If the issue is fixture maintenance (every migration breaks seed.sql), schema-aware generation removes the file. If the issue is compliance scope (PII in staging, cross-border transfer concerns, BAA chain), generating from schema metadata side-steps the source-of-data question. If the issue is realistic distributions for query-planner-faithful tests, no generator gets you all the way β€” you supplement synthetic baseline with hand-curated edge cases. Most teams hit the first two together, and that's where Seedfast slots in: connect once, seed on demand against the live schema.

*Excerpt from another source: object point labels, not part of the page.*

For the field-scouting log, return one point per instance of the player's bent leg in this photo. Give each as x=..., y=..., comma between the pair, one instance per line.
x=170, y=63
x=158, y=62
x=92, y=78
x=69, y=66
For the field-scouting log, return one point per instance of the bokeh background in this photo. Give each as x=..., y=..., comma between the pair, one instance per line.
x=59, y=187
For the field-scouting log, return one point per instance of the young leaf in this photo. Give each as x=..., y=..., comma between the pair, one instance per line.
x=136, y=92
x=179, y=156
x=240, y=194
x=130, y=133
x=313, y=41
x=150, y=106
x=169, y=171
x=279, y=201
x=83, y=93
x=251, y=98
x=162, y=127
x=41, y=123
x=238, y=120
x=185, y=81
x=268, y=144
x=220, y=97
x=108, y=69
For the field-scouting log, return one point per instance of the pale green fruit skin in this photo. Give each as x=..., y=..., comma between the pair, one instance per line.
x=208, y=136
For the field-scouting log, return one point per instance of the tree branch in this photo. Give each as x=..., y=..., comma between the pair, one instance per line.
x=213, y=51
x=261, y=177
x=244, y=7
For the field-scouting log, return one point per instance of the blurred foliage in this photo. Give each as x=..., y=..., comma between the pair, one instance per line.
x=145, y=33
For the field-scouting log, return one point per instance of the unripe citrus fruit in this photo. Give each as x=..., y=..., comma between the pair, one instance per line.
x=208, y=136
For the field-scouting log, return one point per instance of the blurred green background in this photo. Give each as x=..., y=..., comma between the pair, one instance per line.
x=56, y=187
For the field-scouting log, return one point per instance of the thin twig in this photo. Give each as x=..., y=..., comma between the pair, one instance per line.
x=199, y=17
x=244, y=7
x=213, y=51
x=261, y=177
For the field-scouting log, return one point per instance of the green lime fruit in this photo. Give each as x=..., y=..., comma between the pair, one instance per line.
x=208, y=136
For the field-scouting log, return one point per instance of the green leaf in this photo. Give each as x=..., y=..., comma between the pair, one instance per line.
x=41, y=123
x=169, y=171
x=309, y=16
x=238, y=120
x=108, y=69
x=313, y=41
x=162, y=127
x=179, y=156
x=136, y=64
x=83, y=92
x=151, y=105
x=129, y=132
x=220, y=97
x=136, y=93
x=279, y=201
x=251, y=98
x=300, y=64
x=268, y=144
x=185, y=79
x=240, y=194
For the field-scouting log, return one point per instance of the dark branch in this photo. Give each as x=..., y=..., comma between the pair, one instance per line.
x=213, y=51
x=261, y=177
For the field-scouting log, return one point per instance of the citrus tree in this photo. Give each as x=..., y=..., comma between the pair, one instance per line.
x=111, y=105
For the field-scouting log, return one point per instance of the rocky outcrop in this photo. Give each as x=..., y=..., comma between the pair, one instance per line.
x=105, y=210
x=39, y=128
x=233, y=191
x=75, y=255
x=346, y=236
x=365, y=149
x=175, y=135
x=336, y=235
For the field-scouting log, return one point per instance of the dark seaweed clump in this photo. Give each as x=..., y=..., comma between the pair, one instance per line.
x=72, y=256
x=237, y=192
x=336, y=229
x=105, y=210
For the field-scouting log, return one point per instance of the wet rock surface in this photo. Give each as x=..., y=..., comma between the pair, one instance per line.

Synthetic test data is data generated to satisfy a database schema β€” its tables, columns, types, foreign keys, uniqueness rules, and check constraints β€” without sourcing rows from production. The contrast that matters in practice is with two adjacent approaches. A pg_dump of production gives you real shape and real distributions, but it also copies every row, which is the part regulated teams cannot keep doing. A Faker-style script gives you control over individual columns, but column-level randomness does not respect cross-table relationships, so the generated rows fail at the first foreign key. Synthetic test data, when generated by a tool that reads the schema, sits in the middle: realistic shape, no production records, FK-valid out of the box.

If your team runs integration tests against PostgreSQL, you've felt the pain: fragile seed scripts, broken foreign keys after migrations, and test data that doesn't look like reality.

Three problems compound as your schema grows.

Referential integrity isn't optional. When a dataset breaks relationships, tests stop reflecting real application behavior. Foreign key errors, missing dependencies, or uniqueness collisions turn test runs into debugging sessions β€” not of your product, but of your fixtures.

Migrations silently break fixtures. Each migration can change what "valid data" means: new NOT NULL fields, tighter CHECK constraints, additional UNIQUE rules, or new tables in dependency chains. Handwritten seed scripts and generators like Faker encode assumptions the schema has already outgrown.

A common example: your seed.sql inserts users, then a migration adds team_id NOT NULL REFERENCES teams(id), and the seed file breaks β€” someone has to fix it for every such change. Multiply this across 50+ tables and it becomes a recurring tax on every migration. (This problem compounds fast.)

CI/CD requires predictability. Modern pipelines create and refresh environments constantly β€” PR workflows, nightly runs, regression suites, migration testing. Whether you're seeding a dev database, staging environment, or ephemeral test database in CI/CD, the process must be predictable or flakiness becomes normal.

A useful synthetic dataset has to satisfy four things at once, and most traditional approaches miss at least one. It has to be valid β€” every row clears NOT NULL, CHECK, and UNIQUE. It has to be connected: inserts come in an order that respects the foreign-key graph, even when the graph contains a cycle. The values have to be realistic enough to read, so a failed test log isn't a decoding exercise. And it has to be safe β€” no production rows in the pipeline at any point, which is the part pg_dump + anonymization can't credibly claim.

Realism is the property worth unpacking, because it's where Seedfast diverges most from traditional generators. Here's the same products table seeded two ways.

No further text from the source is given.